New fines in place for cats and dogs that don't buckle up in New Jersey.
Now, how in heck are you going to put your cat or dog in a seatbelt in a car?
How is it even possible?
No, they just want money.
They'll just think they can for money.
Here's Adam in Chicago.
Adam, I'm glad you waited.
Great to have you on the EIB network.
Hello.
Thank you very much, Ross.
The reason why I'm calling is because that story you talked about earlier about the one woman falling during the track race and the other person helping her up and all, and everyone stood up and congratulated her.
I mean, I think that just goes to show that America's that's not what America's all about.
You know, it's supposed to be like just like competitive nature in the workplace.
You know, the best man for the job is supposed to have the job.
You know, where's competitive competitiveness gone, you know?
All of a sudden, you know, well, now wait, wait, wait, wait, wait, just this was a women's high school track event.
Um, but if I was a coach, she would never run again.
Yeah, but neither, neither of these two, neither of these two women was going to win.
They neither of them was in first place.
No matter what you do, you always do it 100% in life.
And that's what you should do.
And that's what people aren't doing.
She could have done better.
Maybe she would have got in, you know, F instead of 14.
All right.
Here's folks, I've got a limited broadcast seconds remaining.
Let me take over from what do you what he's I know where he's leading with this.

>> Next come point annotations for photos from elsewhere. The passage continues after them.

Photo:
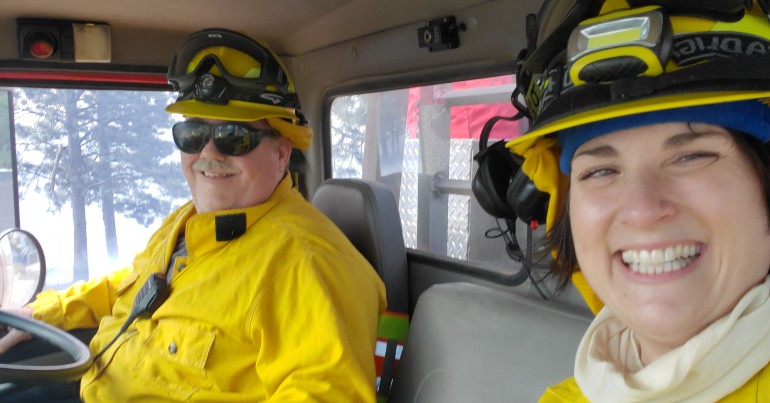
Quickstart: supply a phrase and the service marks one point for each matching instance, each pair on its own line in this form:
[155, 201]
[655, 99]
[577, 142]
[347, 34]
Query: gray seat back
[471, 343]
[367, 214]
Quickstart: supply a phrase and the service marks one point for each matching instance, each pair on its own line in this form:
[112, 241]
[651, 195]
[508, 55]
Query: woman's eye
[697, 156]
[596, 173]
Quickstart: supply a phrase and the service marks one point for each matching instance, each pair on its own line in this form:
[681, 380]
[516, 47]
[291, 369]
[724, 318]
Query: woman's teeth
[659, 261]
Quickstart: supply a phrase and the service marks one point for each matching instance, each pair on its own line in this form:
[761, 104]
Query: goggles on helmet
[214, 79]
[582, 60]
[229, 138]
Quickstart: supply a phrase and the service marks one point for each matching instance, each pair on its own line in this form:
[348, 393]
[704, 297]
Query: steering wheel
[22, 274]
[75, 348]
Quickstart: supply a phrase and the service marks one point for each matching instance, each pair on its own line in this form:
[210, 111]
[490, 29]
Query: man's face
[222, 182]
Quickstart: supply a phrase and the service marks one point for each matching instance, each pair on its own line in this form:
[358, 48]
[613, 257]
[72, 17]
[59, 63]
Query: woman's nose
[644, 200]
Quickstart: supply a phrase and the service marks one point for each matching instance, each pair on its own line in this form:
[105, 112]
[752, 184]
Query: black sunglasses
[229, 138]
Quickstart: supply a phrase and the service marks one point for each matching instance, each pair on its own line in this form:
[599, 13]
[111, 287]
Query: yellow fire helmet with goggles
[592, 67]
[222, 74]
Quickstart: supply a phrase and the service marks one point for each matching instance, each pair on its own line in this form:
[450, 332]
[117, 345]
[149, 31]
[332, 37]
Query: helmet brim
[234, 110]
[651, 104]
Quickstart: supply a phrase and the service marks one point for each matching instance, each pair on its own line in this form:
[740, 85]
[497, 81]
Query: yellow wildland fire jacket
[286, 312]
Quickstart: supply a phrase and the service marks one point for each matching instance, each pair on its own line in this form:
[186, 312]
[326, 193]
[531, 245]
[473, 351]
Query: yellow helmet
[221, 74]
[596, 60]
[596, 66]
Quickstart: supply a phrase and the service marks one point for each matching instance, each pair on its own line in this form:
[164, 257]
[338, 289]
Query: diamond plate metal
[458, 228]
[460, 159]
[407, 203]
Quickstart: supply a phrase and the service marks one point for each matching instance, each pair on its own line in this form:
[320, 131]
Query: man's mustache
[213, 166]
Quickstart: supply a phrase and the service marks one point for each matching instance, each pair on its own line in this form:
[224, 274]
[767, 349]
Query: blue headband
[750, 117]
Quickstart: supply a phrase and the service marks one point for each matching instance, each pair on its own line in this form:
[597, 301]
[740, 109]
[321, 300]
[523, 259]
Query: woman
[660, 215]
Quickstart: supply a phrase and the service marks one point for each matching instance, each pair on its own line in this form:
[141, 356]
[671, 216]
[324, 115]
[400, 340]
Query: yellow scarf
[711, 365]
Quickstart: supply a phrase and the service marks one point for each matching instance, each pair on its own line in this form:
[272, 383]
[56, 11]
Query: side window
[421, 141]
[97, 170]
[8, 207]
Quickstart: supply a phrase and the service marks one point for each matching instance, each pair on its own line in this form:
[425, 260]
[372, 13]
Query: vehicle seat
[473, 343]
[367, 214]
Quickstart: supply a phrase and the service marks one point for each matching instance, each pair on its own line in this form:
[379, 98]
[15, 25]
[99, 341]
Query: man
[266, 299]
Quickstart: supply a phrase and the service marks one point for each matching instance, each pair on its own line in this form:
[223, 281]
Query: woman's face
[670, 228]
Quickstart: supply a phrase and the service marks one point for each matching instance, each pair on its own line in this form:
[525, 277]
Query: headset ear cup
[491, 181]
[529, 203]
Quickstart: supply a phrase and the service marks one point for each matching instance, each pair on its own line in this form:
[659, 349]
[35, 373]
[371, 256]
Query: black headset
[502, 189]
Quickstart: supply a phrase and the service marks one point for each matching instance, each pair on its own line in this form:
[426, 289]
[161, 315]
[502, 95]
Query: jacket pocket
[176, 357]
[126, 283]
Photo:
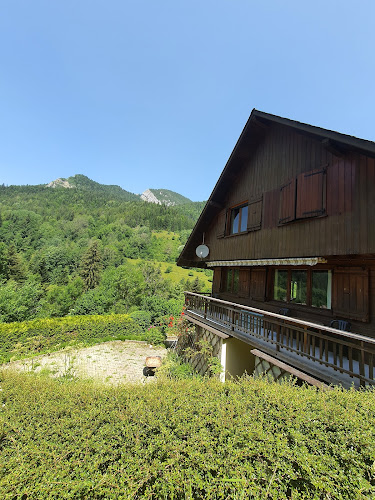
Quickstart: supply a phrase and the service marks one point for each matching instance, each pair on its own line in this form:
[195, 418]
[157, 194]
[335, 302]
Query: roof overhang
[299, 261]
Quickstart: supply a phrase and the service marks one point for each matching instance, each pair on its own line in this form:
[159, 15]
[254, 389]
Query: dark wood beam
[333, 148]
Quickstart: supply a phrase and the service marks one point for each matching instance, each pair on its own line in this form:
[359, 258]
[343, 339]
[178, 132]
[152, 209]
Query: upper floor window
[303, 197]
[238, 219]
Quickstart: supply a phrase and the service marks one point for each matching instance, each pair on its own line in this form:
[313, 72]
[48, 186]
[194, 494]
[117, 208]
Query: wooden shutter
[258, 284]
[271, 208]
[221, 224]
[311, 194]
[350, 293]
[244, 283]
[287, 204]
[216, 281]
[254, 215]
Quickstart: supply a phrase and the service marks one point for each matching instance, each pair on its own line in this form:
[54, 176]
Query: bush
[184, 439]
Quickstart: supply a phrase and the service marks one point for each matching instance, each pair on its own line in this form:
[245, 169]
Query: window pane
[321, 289]
[280, 285]
[235, 219]
[229, 280]
[236, 280]
[244, 218]
[298, 287]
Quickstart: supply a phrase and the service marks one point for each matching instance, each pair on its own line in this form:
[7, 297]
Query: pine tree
[15, 267]
[91, 266]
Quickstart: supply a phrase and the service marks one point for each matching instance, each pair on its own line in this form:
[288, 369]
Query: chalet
[289, 234]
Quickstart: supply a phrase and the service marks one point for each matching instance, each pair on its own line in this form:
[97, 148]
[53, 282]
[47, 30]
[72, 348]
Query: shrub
[184, 439]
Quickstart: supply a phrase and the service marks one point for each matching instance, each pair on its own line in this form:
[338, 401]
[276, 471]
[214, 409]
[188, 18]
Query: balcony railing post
[362, 364]
[232, 320]
[351, 354]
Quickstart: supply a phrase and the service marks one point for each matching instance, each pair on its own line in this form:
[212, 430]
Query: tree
[15, 267]
[91, 266]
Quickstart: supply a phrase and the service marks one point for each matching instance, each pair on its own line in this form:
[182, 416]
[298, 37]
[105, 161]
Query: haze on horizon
[155, 95]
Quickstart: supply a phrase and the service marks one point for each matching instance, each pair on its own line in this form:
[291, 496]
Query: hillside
[164, 197]
[81, 182]
[69, 250]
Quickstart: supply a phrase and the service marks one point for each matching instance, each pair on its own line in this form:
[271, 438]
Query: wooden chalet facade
[290, 232]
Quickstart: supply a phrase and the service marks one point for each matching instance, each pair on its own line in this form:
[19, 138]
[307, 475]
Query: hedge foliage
[184, 440]
[26, 338]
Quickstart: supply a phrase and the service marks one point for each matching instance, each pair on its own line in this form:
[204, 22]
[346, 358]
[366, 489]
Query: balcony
[328, 355]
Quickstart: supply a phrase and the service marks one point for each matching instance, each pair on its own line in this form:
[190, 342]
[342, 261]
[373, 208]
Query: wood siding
[353, 294]
[345, 205]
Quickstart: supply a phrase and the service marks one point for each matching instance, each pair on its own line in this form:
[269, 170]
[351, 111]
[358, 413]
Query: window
[305, 287]
[231, 280]
[321, 286]
[298, 287]
[351, 293]
[238, 219]
[280, 285]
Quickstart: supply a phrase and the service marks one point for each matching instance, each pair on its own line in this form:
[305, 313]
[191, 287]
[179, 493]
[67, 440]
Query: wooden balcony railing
[336, 356]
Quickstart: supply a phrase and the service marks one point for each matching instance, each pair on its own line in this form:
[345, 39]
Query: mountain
[164, 197]
[83, 183]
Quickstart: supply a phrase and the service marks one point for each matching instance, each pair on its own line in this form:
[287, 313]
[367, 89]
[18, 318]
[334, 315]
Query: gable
[284, 176]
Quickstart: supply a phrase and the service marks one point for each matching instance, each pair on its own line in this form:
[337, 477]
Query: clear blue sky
[154, 94]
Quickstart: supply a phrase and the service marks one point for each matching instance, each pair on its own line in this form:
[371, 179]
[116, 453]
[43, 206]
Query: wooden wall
[353, 293]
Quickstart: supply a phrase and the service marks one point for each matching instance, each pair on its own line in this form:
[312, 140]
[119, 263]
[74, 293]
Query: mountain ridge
[157, 196]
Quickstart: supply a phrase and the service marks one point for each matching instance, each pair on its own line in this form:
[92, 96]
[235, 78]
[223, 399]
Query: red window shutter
[271, 208]
[350, 293]
[244, 282]
[311, 194]
[216, 281]
[287, 204]
[258, 284]
[254, 215]
[221, 224]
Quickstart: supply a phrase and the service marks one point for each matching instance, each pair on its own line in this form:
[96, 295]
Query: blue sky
[154, 94]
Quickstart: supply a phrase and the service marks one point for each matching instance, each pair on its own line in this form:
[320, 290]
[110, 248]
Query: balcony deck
[327, 354]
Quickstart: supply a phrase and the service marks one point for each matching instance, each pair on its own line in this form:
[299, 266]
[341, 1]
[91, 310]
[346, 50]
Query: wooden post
[362, 365]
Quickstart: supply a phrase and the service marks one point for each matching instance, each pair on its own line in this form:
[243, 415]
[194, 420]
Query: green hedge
[184, 440]
[27, 338]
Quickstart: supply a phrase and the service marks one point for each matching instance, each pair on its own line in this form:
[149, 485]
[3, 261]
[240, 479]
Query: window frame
[309, 291]
[239, 207]
[229, 287]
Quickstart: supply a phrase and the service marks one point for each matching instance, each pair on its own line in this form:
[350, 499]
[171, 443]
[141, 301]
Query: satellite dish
[202, 251]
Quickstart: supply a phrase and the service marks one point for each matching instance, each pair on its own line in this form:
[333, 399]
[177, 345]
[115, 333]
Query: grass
[179, 273]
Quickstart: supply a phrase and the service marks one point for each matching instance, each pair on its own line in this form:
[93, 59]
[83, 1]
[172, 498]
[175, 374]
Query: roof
[244, 148]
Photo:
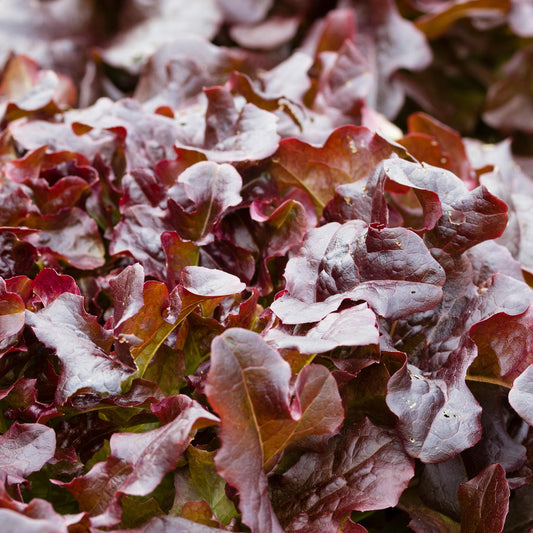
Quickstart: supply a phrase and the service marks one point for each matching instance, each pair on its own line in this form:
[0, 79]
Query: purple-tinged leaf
[485, 501]
[508, 105]
[138, 461]
[82, 346]
[154, 453]
[212, 188]
[35, 31]
[439, 484]
[355, 326]
[438, 417]
[364, 468]
[452, 149]
[496, 444]
[176, 73]
[127, 294]
[505, 346]
[145, 27]
[356, 262]
[248, 385]
[166, 524]
[468, 217]
[16, 256]
[72, 236]
[230, 135]
[13, 521]
[442, 17]
[146, 137]
[48, 285]
[268, 34]
[12, 311]
[26, 89]
[210, 283]
[245, 11]
[349, 154]
[24, 449]
[521, 395]
[138, 234]
[425, 519]
[179, 254]
[390, 43]
[278, 232]
[96, 491]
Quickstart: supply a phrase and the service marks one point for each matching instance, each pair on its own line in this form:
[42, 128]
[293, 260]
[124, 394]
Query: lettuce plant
[266, 266]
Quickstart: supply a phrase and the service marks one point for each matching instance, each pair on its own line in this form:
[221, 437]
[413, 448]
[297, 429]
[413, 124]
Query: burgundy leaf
[179, 254]
[468, 217]
[247, 11]
[520, 395]
[364, 468]
[82, 346]
[12, 311]
[509, 105]
[35, 31]
[348, 155]
[127, 292]
[145, 27]
[177, 71]
[439, 20]
[138, 461]
[169, 524]
[24, 449]
[355, 326]
[146, 137]
[379, 22]
[485, 501]
[255, 427]
[72, 236]
[453, 154]
[212, 189]
[209, 283]
[356, 262]
[154, 453]
[48, 285]
[438, 417]
[505, 346]
[13, 521]
[139, 234]
[496, 444]
[231, 135]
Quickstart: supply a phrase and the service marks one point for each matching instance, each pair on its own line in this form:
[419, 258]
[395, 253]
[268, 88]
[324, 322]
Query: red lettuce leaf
[520, 396]
[24, 449]
[438, 417]
[143, 28]
[82, 346]
[212, 189]
[166, 524]
[364, 468]
[71, 236]
[468, 217]
[356, 262]
[255, 427]
[355, 326]
[230, 134]
[138, 234]
[138, 461]
[485, 501]
[349, 154]
[12, 311]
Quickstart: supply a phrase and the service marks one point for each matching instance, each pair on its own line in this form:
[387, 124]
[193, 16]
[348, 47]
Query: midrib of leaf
[486, 379]
[252, 410]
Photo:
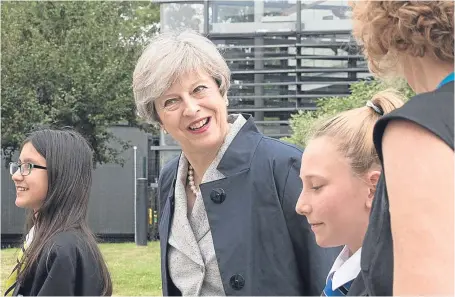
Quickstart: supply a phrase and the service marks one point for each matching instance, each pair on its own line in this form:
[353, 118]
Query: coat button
[218, 195]
[237, 281]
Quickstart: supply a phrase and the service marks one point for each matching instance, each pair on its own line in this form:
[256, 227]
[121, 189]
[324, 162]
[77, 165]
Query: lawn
[135, 270]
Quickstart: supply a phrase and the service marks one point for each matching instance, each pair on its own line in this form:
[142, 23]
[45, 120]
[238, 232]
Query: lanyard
[449, 78]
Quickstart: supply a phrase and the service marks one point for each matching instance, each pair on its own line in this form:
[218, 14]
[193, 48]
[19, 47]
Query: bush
[303, 122]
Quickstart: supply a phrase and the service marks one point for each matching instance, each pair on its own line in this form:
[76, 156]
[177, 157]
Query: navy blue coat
[262, 245]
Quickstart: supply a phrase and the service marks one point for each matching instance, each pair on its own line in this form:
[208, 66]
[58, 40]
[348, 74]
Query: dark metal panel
[111, 207]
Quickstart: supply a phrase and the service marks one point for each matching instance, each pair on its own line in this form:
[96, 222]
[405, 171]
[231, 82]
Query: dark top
[66, 267]
[434, 112]
[262, 246]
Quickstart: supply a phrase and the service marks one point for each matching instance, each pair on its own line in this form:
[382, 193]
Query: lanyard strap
[449, 78]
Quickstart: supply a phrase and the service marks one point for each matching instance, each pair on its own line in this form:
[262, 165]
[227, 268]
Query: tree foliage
[70, 64]
[303, 122]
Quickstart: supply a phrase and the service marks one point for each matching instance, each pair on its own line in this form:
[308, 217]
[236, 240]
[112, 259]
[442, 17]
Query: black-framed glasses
[24, 168]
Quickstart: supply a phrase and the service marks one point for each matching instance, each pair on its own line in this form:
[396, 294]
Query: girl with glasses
[60, 255]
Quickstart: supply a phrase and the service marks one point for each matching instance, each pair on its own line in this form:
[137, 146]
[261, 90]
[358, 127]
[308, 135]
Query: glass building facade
[283, 54]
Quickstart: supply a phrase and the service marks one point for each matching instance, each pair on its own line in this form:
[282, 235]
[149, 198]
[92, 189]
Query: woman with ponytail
[409, 249]
[340, 170]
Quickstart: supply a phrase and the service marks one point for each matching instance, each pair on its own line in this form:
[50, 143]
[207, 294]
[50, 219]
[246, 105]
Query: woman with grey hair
[228, 224]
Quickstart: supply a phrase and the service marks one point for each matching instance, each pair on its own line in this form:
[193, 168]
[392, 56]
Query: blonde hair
[352, 130]
[166, 59]
[388, 30]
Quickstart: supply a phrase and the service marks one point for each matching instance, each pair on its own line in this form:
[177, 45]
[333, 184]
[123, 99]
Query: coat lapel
[181, 234]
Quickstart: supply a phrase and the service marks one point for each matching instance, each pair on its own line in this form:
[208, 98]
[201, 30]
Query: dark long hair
[69, 161]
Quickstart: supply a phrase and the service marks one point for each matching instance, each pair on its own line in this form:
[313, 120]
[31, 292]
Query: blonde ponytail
[352, 130]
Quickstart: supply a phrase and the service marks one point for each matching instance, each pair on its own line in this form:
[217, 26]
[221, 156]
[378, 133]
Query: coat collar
[241, 151]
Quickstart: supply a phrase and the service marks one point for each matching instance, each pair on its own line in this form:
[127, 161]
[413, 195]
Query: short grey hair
[169, 56]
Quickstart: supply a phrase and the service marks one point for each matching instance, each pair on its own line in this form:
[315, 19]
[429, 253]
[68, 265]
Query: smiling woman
[227, 205]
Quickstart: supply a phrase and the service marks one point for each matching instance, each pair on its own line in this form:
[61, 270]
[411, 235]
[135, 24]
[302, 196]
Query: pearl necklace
[191, 179]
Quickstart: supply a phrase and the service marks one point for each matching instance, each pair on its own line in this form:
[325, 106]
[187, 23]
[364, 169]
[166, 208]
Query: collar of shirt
[29, 237]
[345, 268]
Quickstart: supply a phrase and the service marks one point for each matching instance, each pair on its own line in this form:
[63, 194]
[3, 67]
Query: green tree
[70, 64]
[303, 122]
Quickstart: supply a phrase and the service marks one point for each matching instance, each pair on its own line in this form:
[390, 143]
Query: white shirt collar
[29, 236]
[345, 268]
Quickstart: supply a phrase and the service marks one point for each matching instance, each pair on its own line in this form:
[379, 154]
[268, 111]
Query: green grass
[135, 270]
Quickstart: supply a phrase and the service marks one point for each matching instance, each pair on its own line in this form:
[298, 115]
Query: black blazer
[65, 267]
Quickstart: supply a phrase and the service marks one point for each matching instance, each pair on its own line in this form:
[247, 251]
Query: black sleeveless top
[433, 111]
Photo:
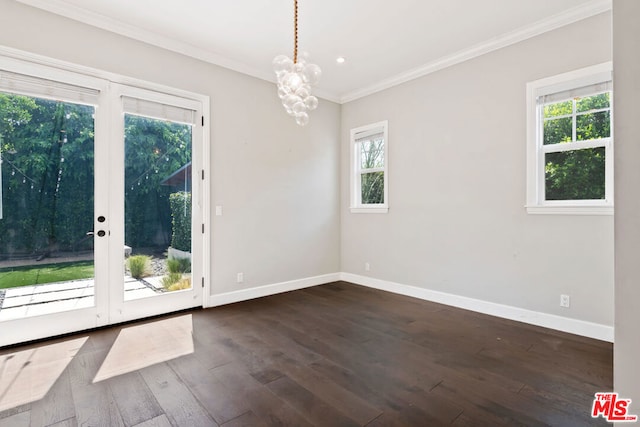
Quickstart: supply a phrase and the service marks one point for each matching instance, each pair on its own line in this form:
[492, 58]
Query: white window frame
[356, 171]
[536, 203]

What is if we had time, he would say that we're losing our competitive instincts in this country.
Nobody wants to be competitive anymore.
That's not entirely true.
The problem is that there are still plenty of people who are competitive.
And they will eat you up and spit you out if you're not.
And if you don't learn to be competitive at some point in your life, you're gonna be chewed up and spit out.
Because there are still lots of people who are very competitive and who thrive on it, and you can't legislate it out, and you can't good feelings it out, and you can't strip it away.
Folks, we gotta go.
If you want to talk about this uh Ohio track meat thing tomorrow, we will.
All time in the world to do this.
Whatever you want to talk about, there'll be other stuff that'll come up.